Callie Chennault had given up trying to understand Jessica. After ten years, she was tired . . . and beginning not to care.

“Callie? Hustle, girl! You’re late again. Marvin is shitting bricks.”

She pushed her shades up to rest atop her head and grinned wickedly at Sandra, her favorite make-up artist. Sandra grabbed her arm and pulled her along the narrow corridor to her dressing room. She passed husband number three and blew him a kiss. Ricardo was about to marry an heiress that was secretly conducting an affair with her son’s best friend. Jessica knew all about it and was going to tell Ricardo later today.
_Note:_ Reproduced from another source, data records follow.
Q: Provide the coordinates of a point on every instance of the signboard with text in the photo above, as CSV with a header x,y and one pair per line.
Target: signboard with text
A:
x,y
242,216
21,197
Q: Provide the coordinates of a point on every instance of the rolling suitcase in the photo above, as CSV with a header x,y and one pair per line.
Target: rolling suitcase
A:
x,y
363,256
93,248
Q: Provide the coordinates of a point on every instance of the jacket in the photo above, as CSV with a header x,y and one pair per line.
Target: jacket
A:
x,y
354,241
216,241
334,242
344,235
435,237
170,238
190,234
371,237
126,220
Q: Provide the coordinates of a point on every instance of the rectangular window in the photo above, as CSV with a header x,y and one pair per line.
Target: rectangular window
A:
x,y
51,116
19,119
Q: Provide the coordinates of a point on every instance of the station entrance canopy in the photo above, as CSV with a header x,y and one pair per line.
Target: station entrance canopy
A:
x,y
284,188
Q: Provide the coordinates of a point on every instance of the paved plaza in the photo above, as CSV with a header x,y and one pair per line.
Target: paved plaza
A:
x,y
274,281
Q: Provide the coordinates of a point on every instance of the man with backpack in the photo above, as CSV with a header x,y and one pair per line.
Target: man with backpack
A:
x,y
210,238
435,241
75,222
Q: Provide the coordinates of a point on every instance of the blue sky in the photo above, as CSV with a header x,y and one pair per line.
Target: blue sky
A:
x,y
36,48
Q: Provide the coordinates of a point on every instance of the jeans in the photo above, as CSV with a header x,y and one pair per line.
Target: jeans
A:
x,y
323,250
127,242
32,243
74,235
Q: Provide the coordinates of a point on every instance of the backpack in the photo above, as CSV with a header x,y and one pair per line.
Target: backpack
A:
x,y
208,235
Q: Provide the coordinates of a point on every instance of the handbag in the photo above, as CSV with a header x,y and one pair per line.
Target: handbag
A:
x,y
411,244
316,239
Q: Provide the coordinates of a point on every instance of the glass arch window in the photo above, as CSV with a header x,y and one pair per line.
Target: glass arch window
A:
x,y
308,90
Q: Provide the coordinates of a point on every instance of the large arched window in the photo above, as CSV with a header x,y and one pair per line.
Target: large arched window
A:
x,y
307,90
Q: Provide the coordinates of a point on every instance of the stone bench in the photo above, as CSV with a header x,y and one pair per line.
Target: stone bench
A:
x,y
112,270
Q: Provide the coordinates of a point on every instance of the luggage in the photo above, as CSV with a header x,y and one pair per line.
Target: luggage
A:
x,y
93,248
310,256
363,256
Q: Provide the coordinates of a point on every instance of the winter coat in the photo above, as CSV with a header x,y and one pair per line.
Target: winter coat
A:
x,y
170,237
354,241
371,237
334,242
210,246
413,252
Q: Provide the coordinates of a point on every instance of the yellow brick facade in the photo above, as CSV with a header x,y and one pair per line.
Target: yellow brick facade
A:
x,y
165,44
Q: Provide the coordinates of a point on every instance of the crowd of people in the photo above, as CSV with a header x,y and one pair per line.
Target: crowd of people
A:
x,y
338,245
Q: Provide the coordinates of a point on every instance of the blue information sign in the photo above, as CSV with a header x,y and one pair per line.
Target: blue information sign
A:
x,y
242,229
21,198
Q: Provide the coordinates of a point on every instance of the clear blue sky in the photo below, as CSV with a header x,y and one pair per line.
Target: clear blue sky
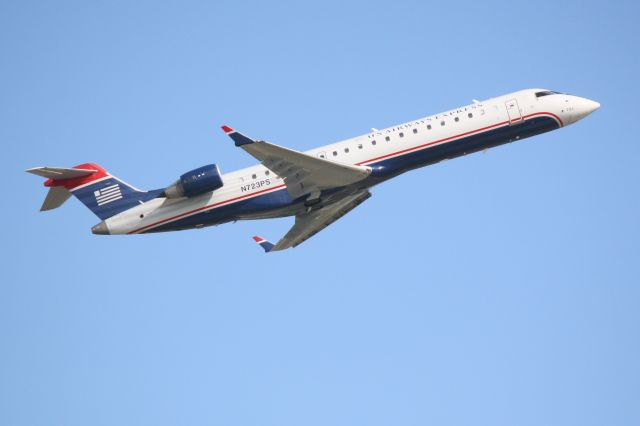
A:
x,y
497,289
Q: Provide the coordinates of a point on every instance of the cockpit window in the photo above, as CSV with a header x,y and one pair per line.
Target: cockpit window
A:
x,y
546,93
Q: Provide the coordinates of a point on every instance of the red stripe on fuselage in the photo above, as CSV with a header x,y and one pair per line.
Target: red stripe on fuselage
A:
x,y
415,148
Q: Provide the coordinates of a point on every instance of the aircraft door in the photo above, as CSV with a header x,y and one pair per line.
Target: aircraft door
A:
x,y
513,109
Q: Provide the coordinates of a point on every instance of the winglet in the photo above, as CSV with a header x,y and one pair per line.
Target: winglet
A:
x,y
266,245
237,137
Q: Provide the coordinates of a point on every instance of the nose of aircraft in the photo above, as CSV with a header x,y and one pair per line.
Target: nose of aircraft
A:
x,y
584,107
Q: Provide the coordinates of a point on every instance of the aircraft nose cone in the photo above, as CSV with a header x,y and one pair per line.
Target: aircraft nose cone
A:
x,y
100,229
585,107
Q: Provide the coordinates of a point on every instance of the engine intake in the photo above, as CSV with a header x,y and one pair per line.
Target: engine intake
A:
x,y
196,182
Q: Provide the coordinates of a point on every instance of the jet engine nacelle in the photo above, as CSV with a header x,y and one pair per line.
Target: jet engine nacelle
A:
x,y
196,182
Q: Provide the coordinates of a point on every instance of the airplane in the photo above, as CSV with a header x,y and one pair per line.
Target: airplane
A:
x,y
318,186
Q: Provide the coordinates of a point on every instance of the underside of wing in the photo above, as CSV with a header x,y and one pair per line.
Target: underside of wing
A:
x,y
309,224
302,173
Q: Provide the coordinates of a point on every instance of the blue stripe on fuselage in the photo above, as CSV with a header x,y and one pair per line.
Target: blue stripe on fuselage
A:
x,y
383,170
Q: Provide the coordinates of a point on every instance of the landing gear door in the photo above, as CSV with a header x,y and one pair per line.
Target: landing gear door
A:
x,y
515,116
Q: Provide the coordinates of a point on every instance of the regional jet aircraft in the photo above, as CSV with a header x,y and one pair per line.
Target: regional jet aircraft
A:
x,y
317,186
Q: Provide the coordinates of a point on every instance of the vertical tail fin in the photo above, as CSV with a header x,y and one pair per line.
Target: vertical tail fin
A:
x,y
104,194
266,245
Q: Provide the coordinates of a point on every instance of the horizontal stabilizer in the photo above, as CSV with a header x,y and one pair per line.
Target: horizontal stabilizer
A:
x,y
60,172
238,138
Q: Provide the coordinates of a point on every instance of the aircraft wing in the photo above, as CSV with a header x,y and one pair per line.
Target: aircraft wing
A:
x,y
309,224
302,173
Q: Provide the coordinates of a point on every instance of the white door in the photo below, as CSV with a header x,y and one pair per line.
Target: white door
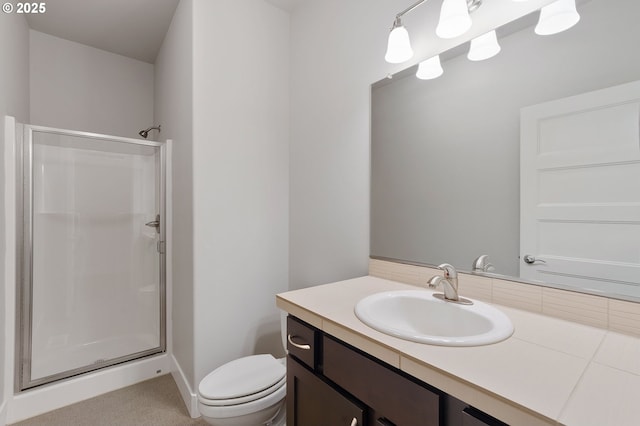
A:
x,y
580,191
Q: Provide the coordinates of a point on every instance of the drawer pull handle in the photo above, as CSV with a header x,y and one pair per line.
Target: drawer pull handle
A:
x,y
297,345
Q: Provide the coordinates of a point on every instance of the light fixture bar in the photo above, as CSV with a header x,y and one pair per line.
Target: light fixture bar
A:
x,y
410,8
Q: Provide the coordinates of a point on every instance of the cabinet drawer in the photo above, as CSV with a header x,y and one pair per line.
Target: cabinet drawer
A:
x,y
313,402
302,341
394,397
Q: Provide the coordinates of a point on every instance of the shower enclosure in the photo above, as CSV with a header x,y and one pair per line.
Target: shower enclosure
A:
x,y
91,290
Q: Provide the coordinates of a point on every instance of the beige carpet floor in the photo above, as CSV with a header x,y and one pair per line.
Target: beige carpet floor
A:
x,y
155,402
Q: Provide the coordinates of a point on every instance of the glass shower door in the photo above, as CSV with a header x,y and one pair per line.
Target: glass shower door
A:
x,y
93,267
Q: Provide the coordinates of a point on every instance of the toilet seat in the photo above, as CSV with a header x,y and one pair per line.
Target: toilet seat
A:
x,y
242,381
243,399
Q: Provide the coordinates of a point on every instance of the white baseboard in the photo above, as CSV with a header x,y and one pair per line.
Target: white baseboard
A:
x,y
189,397
51,397
3,413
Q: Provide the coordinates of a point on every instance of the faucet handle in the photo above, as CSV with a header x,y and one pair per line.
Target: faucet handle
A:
x,y
449,270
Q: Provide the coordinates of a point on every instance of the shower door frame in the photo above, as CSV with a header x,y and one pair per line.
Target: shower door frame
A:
x,y
24,258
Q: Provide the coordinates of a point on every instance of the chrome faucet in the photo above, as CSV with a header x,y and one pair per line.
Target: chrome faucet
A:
x,y
449,282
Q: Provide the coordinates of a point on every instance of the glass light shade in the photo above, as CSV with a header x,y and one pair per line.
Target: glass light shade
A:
x,y
484,47
454,19
430,68
398,46
557,17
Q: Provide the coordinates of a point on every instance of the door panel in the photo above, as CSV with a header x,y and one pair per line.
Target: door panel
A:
x,y
580,190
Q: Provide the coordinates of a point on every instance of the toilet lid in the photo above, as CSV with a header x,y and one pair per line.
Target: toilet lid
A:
x,y
242,377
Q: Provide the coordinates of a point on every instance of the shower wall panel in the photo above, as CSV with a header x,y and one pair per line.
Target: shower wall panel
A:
x,y
95,275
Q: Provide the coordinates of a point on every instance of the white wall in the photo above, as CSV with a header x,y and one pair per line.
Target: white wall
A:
x,y
174,109
14,101
241,174
337,52
78,87
225,102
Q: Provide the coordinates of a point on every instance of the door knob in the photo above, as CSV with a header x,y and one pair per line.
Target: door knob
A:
x,y
532,259
155,223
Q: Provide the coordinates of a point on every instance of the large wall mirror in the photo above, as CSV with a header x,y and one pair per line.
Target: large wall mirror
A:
x,y
446,155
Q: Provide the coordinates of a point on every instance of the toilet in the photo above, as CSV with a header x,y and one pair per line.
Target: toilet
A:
x,y
248,391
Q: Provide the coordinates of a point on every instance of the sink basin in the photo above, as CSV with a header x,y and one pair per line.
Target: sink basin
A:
x,y
418,316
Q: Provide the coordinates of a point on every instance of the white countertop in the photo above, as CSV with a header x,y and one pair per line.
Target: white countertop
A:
x,y
550,371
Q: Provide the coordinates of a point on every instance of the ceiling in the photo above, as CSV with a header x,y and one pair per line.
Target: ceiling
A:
x,y
133,28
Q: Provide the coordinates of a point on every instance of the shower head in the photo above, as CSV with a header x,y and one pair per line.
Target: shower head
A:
x,y
144,133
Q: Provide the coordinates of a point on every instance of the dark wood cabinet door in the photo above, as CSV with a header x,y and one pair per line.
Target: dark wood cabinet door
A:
x,y
313,402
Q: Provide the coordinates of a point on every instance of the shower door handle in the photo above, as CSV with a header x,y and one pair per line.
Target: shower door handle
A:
x,y
155,223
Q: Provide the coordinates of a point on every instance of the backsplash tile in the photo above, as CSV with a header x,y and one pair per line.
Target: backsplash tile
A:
x,y
517,295
582,308
475,287
624,317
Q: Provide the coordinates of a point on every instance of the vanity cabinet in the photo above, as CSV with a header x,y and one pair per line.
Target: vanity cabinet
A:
x,y
332,383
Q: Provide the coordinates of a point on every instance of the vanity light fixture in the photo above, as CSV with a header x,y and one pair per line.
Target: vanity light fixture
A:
x,y
398,46
484,47
430,68
557,17
454,21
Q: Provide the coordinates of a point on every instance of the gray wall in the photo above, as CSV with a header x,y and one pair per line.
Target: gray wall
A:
x,y
79,87
173,108
445,152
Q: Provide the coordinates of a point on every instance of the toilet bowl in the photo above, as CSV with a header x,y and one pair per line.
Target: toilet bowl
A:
x,y
248,391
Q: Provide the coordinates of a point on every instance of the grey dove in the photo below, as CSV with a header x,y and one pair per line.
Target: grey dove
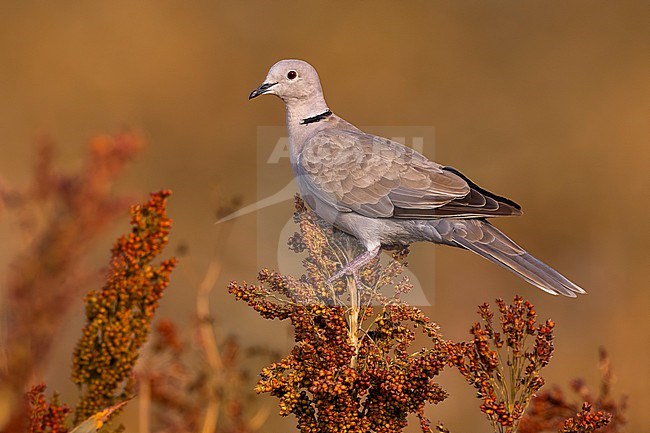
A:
x,y
384,193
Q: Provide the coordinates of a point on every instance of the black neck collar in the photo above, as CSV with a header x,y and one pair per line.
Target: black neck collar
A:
x,y
316,118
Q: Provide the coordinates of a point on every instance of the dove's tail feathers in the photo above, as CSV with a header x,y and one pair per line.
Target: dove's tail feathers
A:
x,y
487,241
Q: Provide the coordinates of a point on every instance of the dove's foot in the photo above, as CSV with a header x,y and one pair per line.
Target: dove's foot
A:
x,y
353,267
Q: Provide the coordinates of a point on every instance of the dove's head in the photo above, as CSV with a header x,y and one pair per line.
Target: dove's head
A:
x,y
292,81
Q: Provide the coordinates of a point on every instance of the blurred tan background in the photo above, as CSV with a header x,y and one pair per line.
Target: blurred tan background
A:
x,y
543,102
That is, if she could pull herself together enough to do so.

Sandra removed Callie’s sunglasses and pulled her navy T-shirt over her head and gave her a push. Callie landed in a chair. Sandra immediately grabbed Callie’s yoga bag from her shoulder and tossed it and her purse onto the sofa. Margaret, their best hairdresser, began to comb her long, honeyed locks with a brisk motion, twisting sections and clipping them atop her head.

“Hey, take it easy,” she complained good-naturedly.

Margaret made eye contact with her in the mirror. “If you’d been here half an hour ago, things might be different, hon.”

Sandra already had her palette in front of her and began slathering on the thick foundation that the TV cameras required. Callie knew she was in good hands. She closed her eyes, thinking about how Jessica would approach Ricardo today with her news about his heiress and her illicit affair, one which could land the woman in jail, considering the age of her young lover.

Jessica had never quite gotten over Ricardo. She’d even shared a one-night fling with her ex-husband during her marriage to the boring banker. Callie thought their chemistry was too good to limit the affair to a single session of fierce lovemaking, but the actor who portrayed Ricardo came down with walking pneumonia and looked like hell for six weeks. Why would Jessica be interested in a man who resembled death warmed over when she could have any man in Sumner Falls?

Still, Callie understood why Jessica felt the need to share such sizzling news with her former husband and lover. The naughty heiress was about to lose all her money to the IRS, and Ricardo needed a lot of cash to keep his new restaurant afloat. Without his new wife’s fortune, the moody chef would have no need of her. He was much too good-looking to be stuck with her when she had money, let alone if she were broke and jail-bound.

Besides, Jessica was a meddler. She thrived on manipulating the lives of those around her, just like Jane Austen’s Emma Woodhouse. That part Callie deeply understood. She herself grew up in a small town, where everyone knew everybody’s business. She’d gotten involved in the personal lives and loves of too many people in Aurora, so she could empathize with Jessica’s need to stick her nose into the brewing storm.

“Finished, doll,” Sandra said, patting her shoulder.

Callie opened her eyes and studied her image in the mirror. Her honeyed mane was swept up into a chic chignon, her skin dewy, her mouth a sinful red. She smiled and stood.

She was almost Jessica.

She slipped off her soccer sandals and yoga pants. Sandra spritzed her with Jessica’s signature fragrance while Margaret fastened a pearl necklace around her neck. She eased into a royal purple silk blouse and slim black cigarette pants. Sandra fastened the faux diamond bracelet around her wrist as Margaret held out the three-inch black stilettos that would put her at six feet, even.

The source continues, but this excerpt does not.